You're thinking of a different anecdote on the same thread. The one I'm talking about here didn't involve OP saying anything at all.

But yes, ultimately the only people who actually had any choice about creating this situation are OP and DH, neither of whom had any reason to believe DD1 would be treated the same as any other children, and DH doesn't appear unduly concerned. As OP has been told a lot of times now, either this is a deal breaker for you or it isn't. For as long as it isn't, the only agency she has here is whether to give her eldest a complex about it or not. The family that she married into are what they always were, and made no secret of.

PollyBell · 30/11/2025 08:31

InterIgnis · 29/11/2025 20:03

Their position really isn’t extreme at all, or one that has ever changed. Even OP has said that they treat her daughter kindly, they just don’t consider her a grandchild because she isn’t one. Her own husband doesn’t consider her eldest his daughter, either.

That OP’s husband and her eldest don’t have a father and daughter relationship is apparently fine though, it’s just her in laws that she wants to hold to a completely different standard.

I would say this sums it up

BlueSlate · 30/11/2025 08:32

ReadingTime · 29/11/2025 19:06

Sadly based on previous threads, that’s exactly what’s happened.

This situation sounds like a horrendous combination of unkind, thoughtless stubborn in laws and a self absorbed mum who is completely stuck in casting herself and her daughter as victims, instead of coming to terms with and managing this difficult situation as gracefully as possible for her daughters sake.

She posts multiple threads where she’s upset about the latest thing they’ve done that excludes her and her daughter, and ignores all the advice anyone offers.

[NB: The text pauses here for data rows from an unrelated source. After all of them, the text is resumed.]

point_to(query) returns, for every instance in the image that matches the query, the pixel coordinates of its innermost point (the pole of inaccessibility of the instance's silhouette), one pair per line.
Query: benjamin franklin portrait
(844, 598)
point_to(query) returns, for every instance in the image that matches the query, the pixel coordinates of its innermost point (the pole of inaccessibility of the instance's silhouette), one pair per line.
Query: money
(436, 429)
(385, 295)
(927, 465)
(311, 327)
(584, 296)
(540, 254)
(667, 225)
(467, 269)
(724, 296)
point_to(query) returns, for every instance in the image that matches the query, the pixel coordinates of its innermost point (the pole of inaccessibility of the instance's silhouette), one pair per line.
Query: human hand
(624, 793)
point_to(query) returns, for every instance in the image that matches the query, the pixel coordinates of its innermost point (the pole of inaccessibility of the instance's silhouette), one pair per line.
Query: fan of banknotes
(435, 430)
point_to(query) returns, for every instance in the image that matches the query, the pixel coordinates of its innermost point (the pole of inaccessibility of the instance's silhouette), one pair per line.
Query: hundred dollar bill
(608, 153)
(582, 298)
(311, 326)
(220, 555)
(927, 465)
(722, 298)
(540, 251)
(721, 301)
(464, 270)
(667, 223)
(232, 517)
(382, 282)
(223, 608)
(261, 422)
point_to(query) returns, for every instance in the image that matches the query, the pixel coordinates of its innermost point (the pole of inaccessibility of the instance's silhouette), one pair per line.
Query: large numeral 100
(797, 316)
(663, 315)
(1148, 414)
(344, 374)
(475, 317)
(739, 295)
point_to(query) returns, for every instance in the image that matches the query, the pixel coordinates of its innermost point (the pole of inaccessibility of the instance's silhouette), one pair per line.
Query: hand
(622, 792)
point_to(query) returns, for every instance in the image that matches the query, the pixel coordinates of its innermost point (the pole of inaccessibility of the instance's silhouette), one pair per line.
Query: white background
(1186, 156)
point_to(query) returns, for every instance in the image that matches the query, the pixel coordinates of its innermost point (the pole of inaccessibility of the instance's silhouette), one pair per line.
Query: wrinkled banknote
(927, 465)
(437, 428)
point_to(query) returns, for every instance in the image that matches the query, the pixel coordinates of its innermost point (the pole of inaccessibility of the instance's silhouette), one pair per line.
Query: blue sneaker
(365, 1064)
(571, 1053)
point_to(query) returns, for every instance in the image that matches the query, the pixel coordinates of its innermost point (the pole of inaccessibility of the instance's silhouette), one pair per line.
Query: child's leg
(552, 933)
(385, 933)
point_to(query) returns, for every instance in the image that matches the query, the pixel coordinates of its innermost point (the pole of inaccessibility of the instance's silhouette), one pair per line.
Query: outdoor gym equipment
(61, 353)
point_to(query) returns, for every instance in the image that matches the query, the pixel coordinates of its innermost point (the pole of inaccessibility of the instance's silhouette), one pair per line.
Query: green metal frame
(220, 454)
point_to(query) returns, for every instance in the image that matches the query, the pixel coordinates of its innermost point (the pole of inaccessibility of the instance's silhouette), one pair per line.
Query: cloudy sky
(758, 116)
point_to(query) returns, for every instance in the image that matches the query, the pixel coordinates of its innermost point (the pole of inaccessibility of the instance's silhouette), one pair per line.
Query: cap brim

It’s really sad. The in-laws aren’t very nice, but the older girl would be fine if her mum handled it better.

Is this the poster who also posted about the husband's family taking a theatre trip and going out for meals without her eldest daughter?

If so, tbh, I completely agree with you.

The wider family are being unnecessarily thoughtless about it but the OP has become so obsessed with every little thing her husband's family does/arranges that I don't think she has a handle on what is fair or reasonable anymore.

And, asuch as anything, everyone says the same on every thread and the OP does nothing to change it.